Studio note
The Nightshift site and devlog are now being maintained largely through Codex. That is not a gimmick line and it is not meant to pretend the site is more finished than it is. It just happens to be the practical truth.
The upside is speed. Pages can be revised faster, archive structure can be cleaned up, devlog posts can be turned into actual published entries instead of sitting as half-finished notes, and a lot of small maintenance work no longer waits for the perfect uninterrupted block of time.
More importantly, it shifts the workload in the right direction: Codex can handle more of the site maintenance and public-facing writeup work so the focus can stay on game design, programming systems, and content creation.
The downside is polish.
Some parts of the site are still rough, some copy is more utilitarian than elegant, and some presentation decisions are being made in the spirit of "keep the record current and accurate" rather than "hold this until every detail is art directed."
That is the trade for now.
Why the devlog sounds like this
It is closer to a public build record: what changed, what is real, what is still awkward, what pipeline work actually mattered, and what the project is trying to become without pretending it is already there.
That tone is intentional.
If a post is more personal, more authored, or more tailored, it can still be written that way. But moving forward, public devlogs should default to Nightshift attribution unless actual notes from the team are included in the entry. That keeps the authorship honest instead of pretending every update came through the same process.

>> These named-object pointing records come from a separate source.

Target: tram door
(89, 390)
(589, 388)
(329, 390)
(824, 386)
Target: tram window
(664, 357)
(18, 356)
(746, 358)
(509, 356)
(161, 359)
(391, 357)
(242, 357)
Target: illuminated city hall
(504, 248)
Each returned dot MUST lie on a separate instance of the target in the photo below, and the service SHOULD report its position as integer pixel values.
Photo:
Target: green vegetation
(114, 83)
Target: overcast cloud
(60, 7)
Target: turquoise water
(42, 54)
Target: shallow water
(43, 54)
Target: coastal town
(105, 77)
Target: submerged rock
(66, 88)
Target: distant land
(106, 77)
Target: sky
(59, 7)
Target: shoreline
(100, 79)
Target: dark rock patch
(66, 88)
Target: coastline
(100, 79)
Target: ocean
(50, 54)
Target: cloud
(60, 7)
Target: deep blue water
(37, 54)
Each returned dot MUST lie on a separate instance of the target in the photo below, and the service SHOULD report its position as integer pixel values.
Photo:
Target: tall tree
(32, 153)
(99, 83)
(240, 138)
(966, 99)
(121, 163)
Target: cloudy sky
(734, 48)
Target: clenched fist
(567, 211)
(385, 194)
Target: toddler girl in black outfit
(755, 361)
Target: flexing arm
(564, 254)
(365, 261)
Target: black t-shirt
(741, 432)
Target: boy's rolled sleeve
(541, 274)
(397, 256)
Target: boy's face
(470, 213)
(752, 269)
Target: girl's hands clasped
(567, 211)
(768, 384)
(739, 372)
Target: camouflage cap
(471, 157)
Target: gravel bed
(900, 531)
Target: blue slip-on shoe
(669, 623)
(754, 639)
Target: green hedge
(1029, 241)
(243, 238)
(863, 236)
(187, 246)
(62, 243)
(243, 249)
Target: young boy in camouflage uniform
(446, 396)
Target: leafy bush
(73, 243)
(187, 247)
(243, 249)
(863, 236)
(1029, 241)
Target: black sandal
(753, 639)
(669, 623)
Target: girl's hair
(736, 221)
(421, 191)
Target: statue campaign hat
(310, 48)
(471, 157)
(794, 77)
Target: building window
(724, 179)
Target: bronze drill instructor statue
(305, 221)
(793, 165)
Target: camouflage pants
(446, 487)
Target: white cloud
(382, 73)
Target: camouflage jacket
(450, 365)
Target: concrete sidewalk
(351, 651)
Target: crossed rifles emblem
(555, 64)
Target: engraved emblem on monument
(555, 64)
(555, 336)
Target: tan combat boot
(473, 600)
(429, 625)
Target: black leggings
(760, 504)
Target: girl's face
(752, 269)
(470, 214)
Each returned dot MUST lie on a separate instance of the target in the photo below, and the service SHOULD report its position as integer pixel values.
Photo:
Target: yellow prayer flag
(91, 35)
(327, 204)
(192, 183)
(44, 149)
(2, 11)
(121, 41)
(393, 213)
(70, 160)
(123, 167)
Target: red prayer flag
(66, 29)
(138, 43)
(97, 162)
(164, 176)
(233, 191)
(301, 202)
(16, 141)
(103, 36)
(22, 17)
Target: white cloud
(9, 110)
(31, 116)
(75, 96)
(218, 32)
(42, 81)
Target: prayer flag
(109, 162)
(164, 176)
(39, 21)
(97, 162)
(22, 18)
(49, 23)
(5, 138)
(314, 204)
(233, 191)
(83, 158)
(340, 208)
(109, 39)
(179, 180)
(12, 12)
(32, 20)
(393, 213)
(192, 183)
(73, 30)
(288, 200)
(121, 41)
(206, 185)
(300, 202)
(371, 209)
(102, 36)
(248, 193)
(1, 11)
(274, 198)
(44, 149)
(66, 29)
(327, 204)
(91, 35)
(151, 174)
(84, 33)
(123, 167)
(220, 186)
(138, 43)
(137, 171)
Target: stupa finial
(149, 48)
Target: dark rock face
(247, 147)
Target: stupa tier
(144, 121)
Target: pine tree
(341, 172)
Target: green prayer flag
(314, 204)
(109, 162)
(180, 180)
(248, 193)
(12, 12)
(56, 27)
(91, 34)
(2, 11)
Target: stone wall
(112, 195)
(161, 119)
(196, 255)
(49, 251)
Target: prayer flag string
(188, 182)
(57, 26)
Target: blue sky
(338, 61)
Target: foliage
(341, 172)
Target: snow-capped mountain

What Codex is actually useful for
The practical win is not fake creativity. The practical win is maintenance leverage.
Codex is useful for:
- turning repo-grounded progress into readable updates,
- keeping archive pages, generated post pages, and supporting structure in sync,
- cleaning up obvious site issues without waiting on a full design pass,
- and helping the public record stay current while the actual game and tooling work keep moving.
That division is the point. The public site should not keep stealing the same energy that needs to go into building AfterDark, designing systems, writing code, and making the actual content the site is supposed to represent.
That is enough value to matter.
What stays rough for now
This does not mean the site is "done," and it does not mean every page has the same level of finish.
Some parts still need tighter art direction, sharper content hierarchy, better media support, and more deliberate page-by-page polish. That is still real work. It just does not all need to block honest updates from going live.
It is also worth saying directly that some of the design is being intentionally obfuscated until it is actually ready. Not every visual direction, surface treatment, or public-facing detail should be treated like a final reveal the moment it exists in rough form. In some places the right move is to keep the record current while still holding back the cleaner presentation until it is worth showing properly.
For now, the better default is:
- keep publishing,
- keep the record accurate,
- keep the tone direct,
- and polish the surfaces that matter most as the project earns it.
That is where the site is right now.